I started paramedic school in January of 2000 and graduated in August of the same year. I will never forget how proud I was. I had a sharp red paramedic patch on my sleeve, it was really cool. I figured out pretty quickly that in order to make a living as a paramedic, I would need to be a firefighter. I then embarked on trying to find a fire department job. In July of 2001, I was hired by a fire department in north texas, started fire academy in August, and starting work in November. Most of the calls we made were medical calls, which I really enjoyed. The schedule I worked was 24 hours on duty and 48 hours off. Almost all firefighters do something on the side and I chose to be a paramedic instructor. I did that for several years and later went on to be a paramedic tech in the ER.
Somewhere around 2008, with the birth of my second child, a CRNA performed my wife’s epidural. I had never heard of a CRNA before, and when I started researching it, I was hooked. Cardiology and airway were the things that I love most about being a paramedic. A few of the guys at the fire department were also interested in being a nurse and one of them found a paramedic to RN bridge course.

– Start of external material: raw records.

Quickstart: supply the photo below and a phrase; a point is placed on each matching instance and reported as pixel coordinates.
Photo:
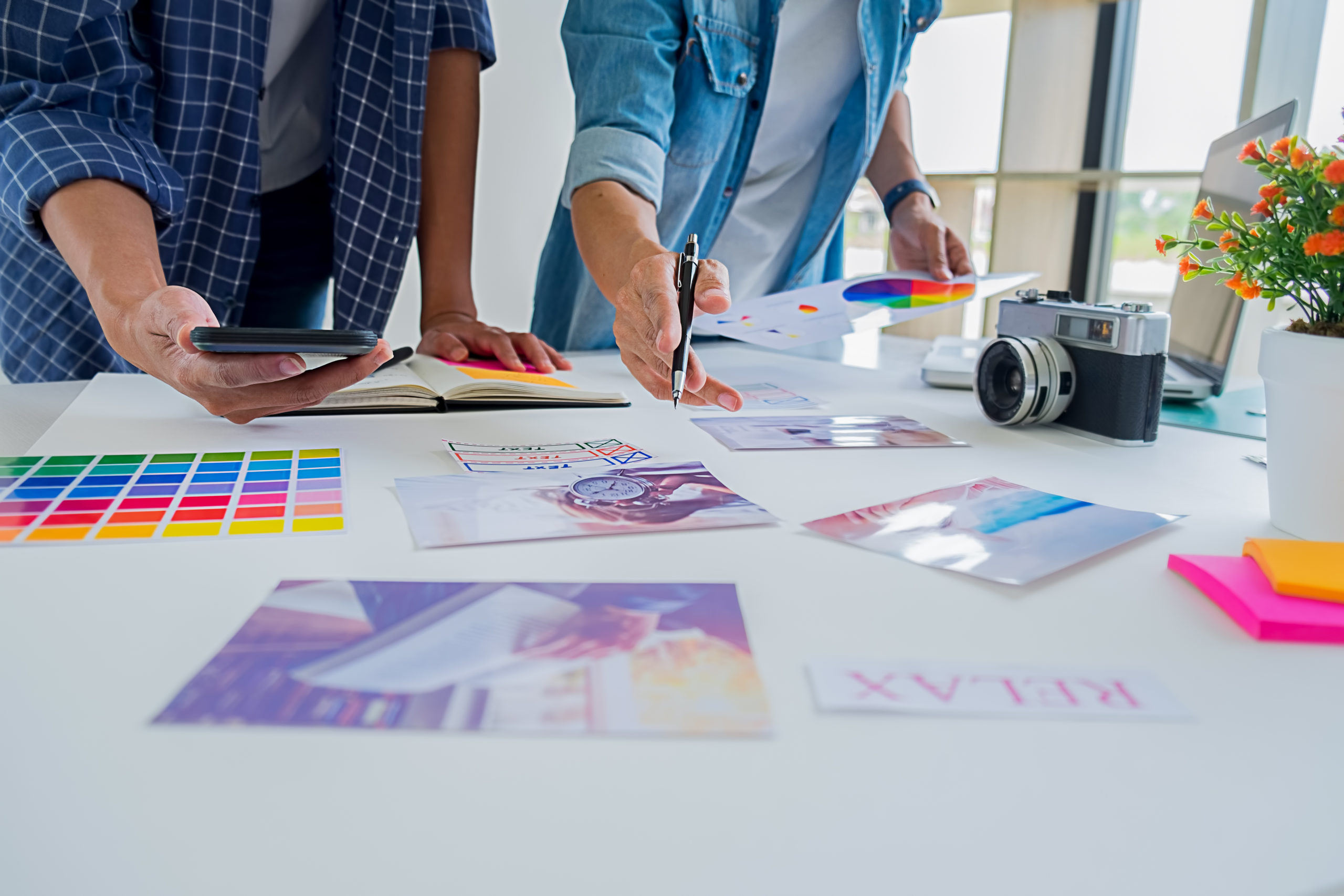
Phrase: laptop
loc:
(1205, 313)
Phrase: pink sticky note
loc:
(487, 364)
(1242, 592)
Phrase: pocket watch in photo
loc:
(613, 488)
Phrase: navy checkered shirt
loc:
(163, 96)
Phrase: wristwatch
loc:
(905, 188)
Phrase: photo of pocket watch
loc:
(615, 488)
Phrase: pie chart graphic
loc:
(905, 292)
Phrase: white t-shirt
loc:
(295, 113)
(816, 62)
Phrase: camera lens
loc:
(1023, 381)
(1000, 378)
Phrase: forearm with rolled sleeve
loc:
(76, 104)
(623, 58)
(464, 25)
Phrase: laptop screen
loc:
(1205, 313)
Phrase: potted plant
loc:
(1290, 249)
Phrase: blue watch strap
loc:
(905, 188)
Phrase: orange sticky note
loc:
(1301, 568)
(541, 379)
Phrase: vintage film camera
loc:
(1093, 370)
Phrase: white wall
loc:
(527, 123)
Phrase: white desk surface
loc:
(1245, 800)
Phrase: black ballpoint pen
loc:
(687, 272)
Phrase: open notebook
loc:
(429, 385)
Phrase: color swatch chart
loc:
(84, 498)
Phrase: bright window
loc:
(865, 233)
(1326, 125)
(1187, 81)
(959, 69)
(1143, 210)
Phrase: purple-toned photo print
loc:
(487, 656)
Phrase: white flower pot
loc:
(1304, 418)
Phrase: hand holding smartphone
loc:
(241, 340)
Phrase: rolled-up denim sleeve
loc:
(76, 102)
(623, 61)
(464, 25)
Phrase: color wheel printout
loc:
(76, 499)
(561, 659)
(447, 511)
(991, 530)
(828, 311)
(764, 433)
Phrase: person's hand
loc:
(156, 338)
(648, 328)
(921, 241)
(596, 633)
(456, 335)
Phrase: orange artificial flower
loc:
(1327, 244)
(1332, 244)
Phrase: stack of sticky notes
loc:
(1278, 590)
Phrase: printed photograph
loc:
(447, 511)
(570, 659)
(754, 433)
(991, 529)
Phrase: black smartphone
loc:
(265, 339)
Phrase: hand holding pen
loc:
(687, 273)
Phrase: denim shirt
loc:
(668, 97)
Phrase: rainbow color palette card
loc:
(75, 499)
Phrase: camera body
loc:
(1093, 370)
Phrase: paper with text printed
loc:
(992, 691)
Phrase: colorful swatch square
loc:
(172, 495)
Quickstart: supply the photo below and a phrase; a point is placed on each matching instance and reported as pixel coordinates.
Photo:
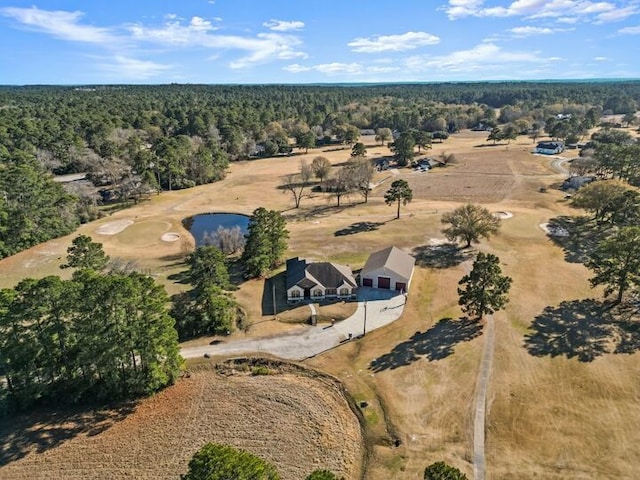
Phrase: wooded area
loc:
(134, 140)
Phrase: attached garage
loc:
(388, 269)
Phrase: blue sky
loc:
(318, 41)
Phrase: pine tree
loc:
(485, 288)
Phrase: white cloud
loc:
(393, 43)
(618, 14)
(283, 25)
(566, 11)
(261, 48)
(530, 31)
(339, 68)
(59, 24)
(630, 30)
(462, 8)
(475, 59)
(199, 24)
(122, 67)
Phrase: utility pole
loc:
(273, 291)
(364, 329)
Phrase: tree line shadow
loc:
(584, 329)
(318, 211)
(359, 227)
(446, 255)
(46, 429)
(578, 236)
(437, 343)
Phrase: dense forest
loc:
(104, 335)
(134, 140)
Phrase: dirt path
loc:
(481, 401)
(378, 307)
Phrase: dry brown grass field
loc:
(562, 396)
(299, 420)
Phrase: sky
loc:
(73, 42)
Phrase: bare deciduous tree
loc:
(227, 240)
(297, 182)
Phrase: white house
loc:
(390, 269)
(550, 148)
(318, 281)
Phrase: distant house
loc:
(550, 148)
(318, 281)
(381, 164)
(390, 269)
(575, 182)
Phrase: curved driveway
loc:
(381, 306)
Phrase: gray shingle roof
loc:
(327, 274)
(391, 258)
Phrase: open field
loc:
(301, 412)
(562, 398)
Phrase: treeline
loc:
(96, 337)
(135, 140)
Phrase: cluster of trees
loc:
(266, 242)
(207, 309)
(353, 178)
(33, 208)
(615, 208)
(224, 462)
(615, 261)
(99, 336)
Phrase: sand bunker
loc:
(170, 237)
(438, 241)
(554, 230)
(112, 228)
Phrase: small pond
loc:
(206, 224)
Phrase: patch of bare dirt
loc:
(113, 228)
(170, 237)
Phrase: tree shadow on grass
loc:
(358, 227)
(446, 255)
(577, 236)
(436, 343)
(585, 329)
(319, 211)
(46, 429)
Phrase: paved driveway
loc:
(380, 306)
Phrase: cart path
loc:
(480, 404)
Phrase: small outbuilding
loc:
(550, 148)
(575, 182)
(389, 269)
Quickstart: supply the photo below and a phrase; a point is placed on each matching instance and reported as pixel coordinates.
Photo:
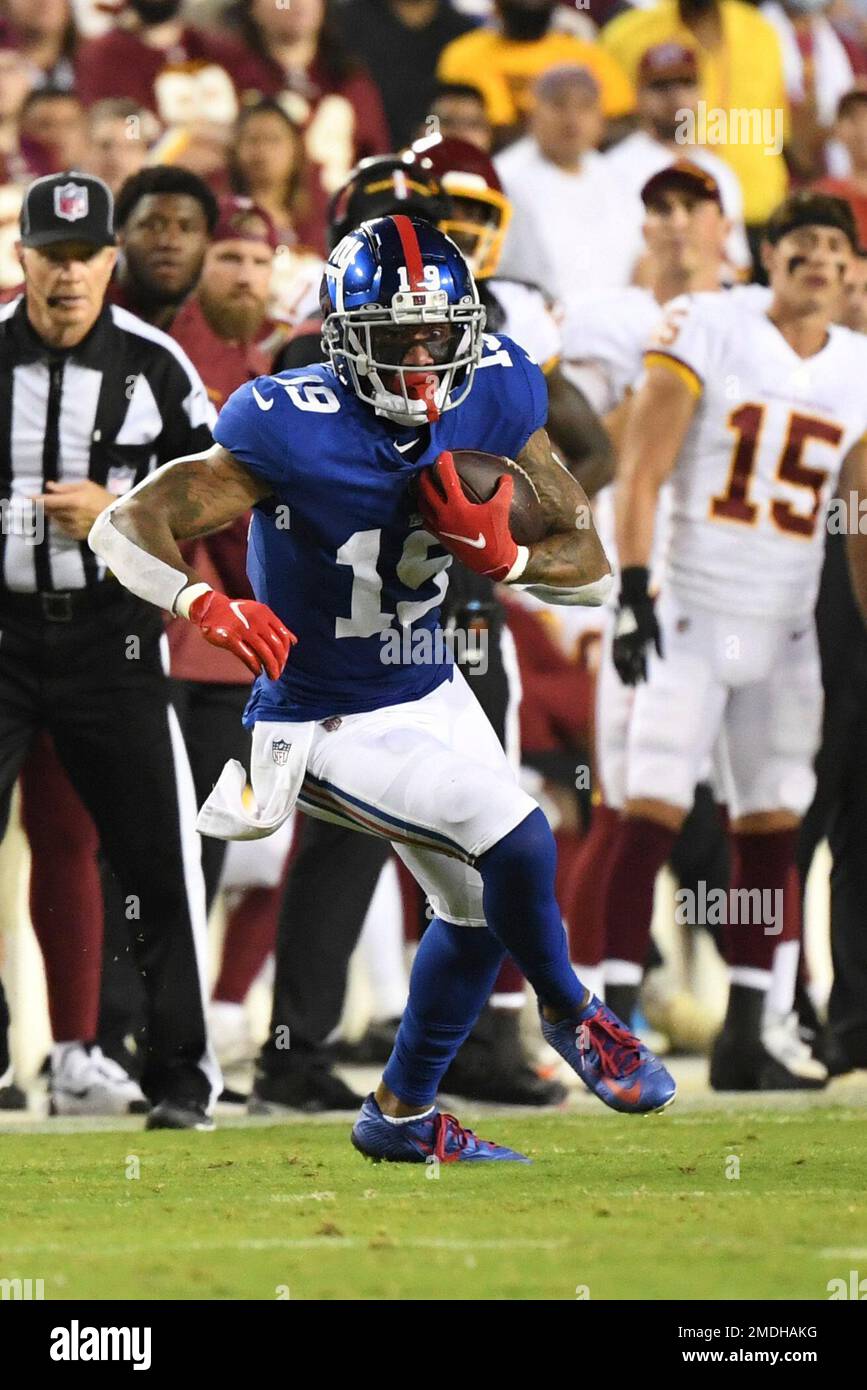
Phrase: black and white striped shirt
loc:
(122, 402)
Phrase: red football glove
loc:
(246, 628)
(477, 533)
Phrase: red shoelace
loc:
(623, 1057)
(446, 1127)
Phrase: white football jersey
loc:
(760, 462)
(605, 337)
(530, 319)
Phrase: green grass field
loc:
(631, 1208)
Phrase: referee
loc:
(91, 401)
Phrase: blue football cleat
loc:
(610, 1061)
(434, 1137)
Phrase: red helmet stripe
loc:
(411, 250)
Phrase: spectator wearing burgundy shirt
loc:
(399, 42)
(43, 31)
(852, 134)
(53, 131)
(457, 111)
(267, 163)
(150, 36)
(163, 217)
(295, 52)
(118, 134)
(224, 327)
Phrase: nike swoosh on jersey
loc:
(477, 545)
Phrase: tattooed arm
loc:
(570, 558)
(138, 534)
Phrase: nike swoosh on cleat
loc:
(625, 1093)
(477, 545)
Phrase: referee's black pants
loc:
(210, 720)
(88, 669)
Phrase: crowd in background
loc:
(277, 100)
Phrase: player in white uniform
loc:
(477, 220)
(755, 414)
(605, 337)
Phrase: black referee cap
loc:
(67, 207)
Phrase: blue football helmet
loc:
(398, 289)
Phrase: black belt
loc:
(61, 605)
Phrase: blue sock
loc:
(521, 909)
(452, 976)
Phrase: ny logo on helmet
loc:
(71, 202)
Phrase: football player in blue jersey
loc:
(357, 512)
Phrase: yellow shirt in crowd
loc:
(744, 75)
(505, 70)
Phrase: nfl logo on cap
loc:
(71, 202)
(67, 207)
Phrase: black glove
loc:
(635, 627)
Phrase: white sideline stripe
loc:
(277, 1243)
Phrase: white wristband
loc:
(136, 569)
(188, 597)
(520, 565)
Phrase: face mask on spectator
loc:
(154, 11)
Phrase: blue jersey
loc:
(338, 551)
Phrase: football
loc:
(480, 474)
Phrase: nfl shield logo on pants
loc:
(71, 202)
(279, 751)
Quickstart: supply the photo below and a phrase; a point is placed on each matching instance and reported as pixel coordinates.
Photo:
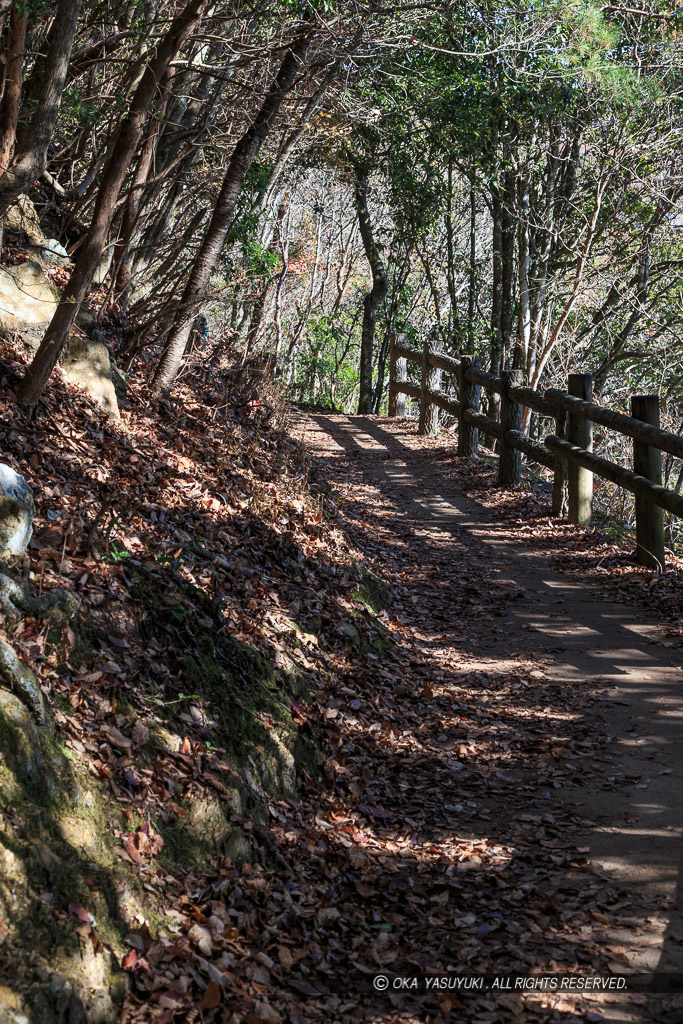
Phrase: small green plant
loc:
(116, 554)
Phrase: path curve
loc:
(632, 816)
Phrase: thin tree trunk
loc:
(11, 97)
(375, 297)
(123, 258)
(128, 137)
(30, 157)
(243, 156)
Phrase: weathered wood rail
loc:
(568, 453)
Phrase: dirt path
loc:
(554, 720)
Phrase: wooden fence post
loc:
(647, 462)
(510, 460)
(560, 475)
(580, 431)
(430, 381)
(397, 375)
(469, 396)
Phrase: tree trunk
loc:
(11, 97)
(30, 158)
(128, 137)
(123, 258)
(243, 157)
(375, 297)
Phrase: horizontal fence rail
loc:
(568, 453)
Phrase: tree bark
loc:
(30, 158)
(375, 297)
(205, 262)
(127, 140)
(11, 97)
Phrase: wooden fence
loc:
(568, 453)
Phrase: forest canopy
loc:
(303, 180)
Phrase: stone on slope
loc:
(27, 296)
(87, 364)
(16, 512)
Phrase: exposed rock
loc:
(86, 320)
(26, 295)
(99, 276)
(22, 216)
(54, 247)
(119, 378)
(87, 364)
(50, 252)
(23, 684)
(16, 512)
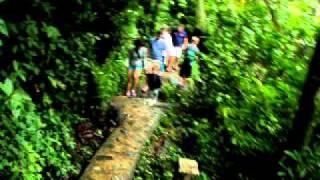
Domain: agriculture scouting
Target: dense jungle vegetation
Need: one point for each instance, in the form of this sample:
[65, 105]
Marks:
[253, 114]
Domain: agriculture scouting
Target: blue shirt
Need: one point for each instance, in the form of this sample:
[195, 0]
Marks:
[179, 38]
[157, 48]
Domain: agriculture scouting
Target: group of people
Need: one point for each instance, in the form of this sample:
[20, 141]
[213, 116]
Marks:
[164, 55]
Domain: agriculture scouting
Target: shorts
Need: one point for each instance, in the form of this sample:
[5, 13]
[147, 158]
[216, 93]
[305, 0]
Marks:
[154, 81]
[153, 66]
[186, 70]
[135, 67]
[178, 51]
[172, 51]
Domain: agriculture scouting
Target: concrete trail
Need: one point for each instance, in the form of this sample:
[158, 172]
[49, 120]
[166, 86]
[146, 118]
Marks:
[117, 157]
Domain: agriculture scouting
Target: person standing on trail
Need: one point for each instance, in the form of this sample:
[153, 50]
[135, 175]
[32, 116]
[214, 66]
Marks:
[137, 59]
[170, 53]
[180, 42]
[156, 65]
[190, 58]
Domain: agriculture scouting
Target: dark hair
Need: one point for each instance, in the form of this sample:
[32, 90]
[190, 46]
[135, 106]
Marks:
[138, 43]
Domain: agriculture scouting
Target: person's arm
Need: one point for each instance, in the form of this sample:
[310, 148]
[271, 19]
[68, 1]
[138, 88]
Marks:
[185, 41]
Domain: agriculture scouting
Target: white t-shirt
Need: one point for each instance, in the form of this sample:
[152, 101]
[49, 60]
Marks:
[169, 44]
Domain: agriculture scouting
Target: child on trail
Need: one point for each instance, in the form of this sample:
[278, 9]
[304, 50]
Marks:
[180, 41]
[170, 51]
[156, 64]
[137, 58]
[189, 60]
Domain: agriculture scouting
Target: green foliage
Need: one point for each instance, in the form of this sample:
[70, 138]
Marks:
[52, 80]
[251, 78]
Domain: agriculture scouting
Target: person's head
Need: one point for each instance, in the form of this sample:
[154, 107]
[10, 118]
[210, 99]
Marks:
[180, 28]
[195, 40]
[165, 29]
[138, 43]
[158, 34]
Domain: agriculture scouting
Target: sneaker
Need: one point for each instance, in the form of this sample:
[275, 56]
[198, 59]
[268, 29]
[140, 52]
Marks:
[133, 93]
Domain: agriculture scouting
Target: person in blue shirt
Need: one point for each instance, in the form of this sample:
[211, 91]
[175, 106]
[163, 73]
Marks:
[158, 47]
[137, 58]
[155, 66]
[180, 42]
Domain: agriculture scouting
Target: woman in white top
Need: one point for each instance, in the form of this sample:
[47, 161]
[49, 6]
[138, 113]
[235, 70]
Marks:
[170, 52]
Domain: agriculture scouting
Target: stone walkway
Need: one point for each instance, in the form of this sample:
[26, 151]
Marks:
[117, 158]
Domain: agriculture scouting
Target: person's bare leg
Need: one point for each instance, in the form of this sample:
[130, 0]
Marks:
[170, 63]
[176, 63]
[129, 86]
[136, 79]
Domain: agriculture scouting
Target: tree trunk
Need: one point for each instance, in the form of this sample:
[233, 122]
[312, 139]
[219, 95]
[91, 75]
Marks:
[304, 114]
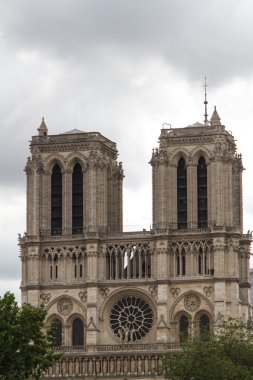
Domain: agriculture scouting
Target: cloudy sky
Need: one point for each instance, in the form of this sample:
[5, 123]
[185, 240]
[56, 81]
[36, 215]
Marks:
[123, 68]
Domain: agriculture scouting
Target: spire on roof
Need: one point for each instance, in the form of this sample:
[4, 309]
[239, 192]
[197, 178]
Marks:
[215, 119]
[42, 128]
[205, 103]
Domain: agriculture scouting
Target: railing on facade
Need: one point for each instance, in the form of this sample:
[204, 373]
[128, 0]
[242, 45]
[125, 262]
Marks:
[116, 348]
[111, 361]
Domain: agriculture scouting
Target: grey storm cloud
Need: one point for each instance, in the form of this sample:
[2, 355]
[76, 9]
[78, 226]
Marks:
[193, 35]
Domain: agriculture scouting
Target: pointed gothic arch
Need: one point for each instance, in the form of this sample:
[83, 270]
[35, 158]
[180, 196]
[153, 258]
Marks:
[181, 194]
[77, 199]
[56, 200]
[202, 192]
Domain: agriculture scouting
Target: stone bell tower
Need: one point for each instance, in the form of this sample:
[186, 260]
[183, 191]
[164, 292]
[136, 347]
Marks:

We needed a few prerequisites, so we got those out of the way and started nursing school in January of 2012. I entered nursing school only with the intention of being a CRNA. Well, somewhere along the line, I started looking at the requirements to be accepted into CRNA school. Now I had 3 young children, a wife, a full time job, you know all adult type stuff. When I found out that as a CRNA student, I could not work, that idea quickly went by the wayside.
I finished nursing school in December of 2012, starting working ER shifts on my days off from the FD. A few of the nurses that I worked with were attending NP school and I started looking into it. I was really excited when I discovered that I could work and go to school at the same time. While at the fire station, during my down time, I would be able to work on my school work. I completed my BSN and prepared to start NP school.
My NP program was about 20 months of didactic and 12 months of clinical. The didactic portion was not terrible. I did all of it at the fire station. The clinicals on the other hand, that was a different story. It was like working another job for free. I was so very lucky to have the best preceptors. They were very flexible with my schedule. And my family was so supportive during the whole process. I graduated in December of 2017 and started working in urgent care in January of 2018. By this time, I had 18 years of experience as a paramedic. I had done CPR and intubated patients in every possible setting that you could think of. I had seen every type of traumatic injury possible. None of that could have prepared me for a 2 year old with an ear infection.
So, that is my story. I am still working full time as a firefighter, 24 on and 48 off. I work part time as an NP in urgent care and teach with PPE every other month. My journey has been very rewarding, I love what I do and I wouldn’t change any of it.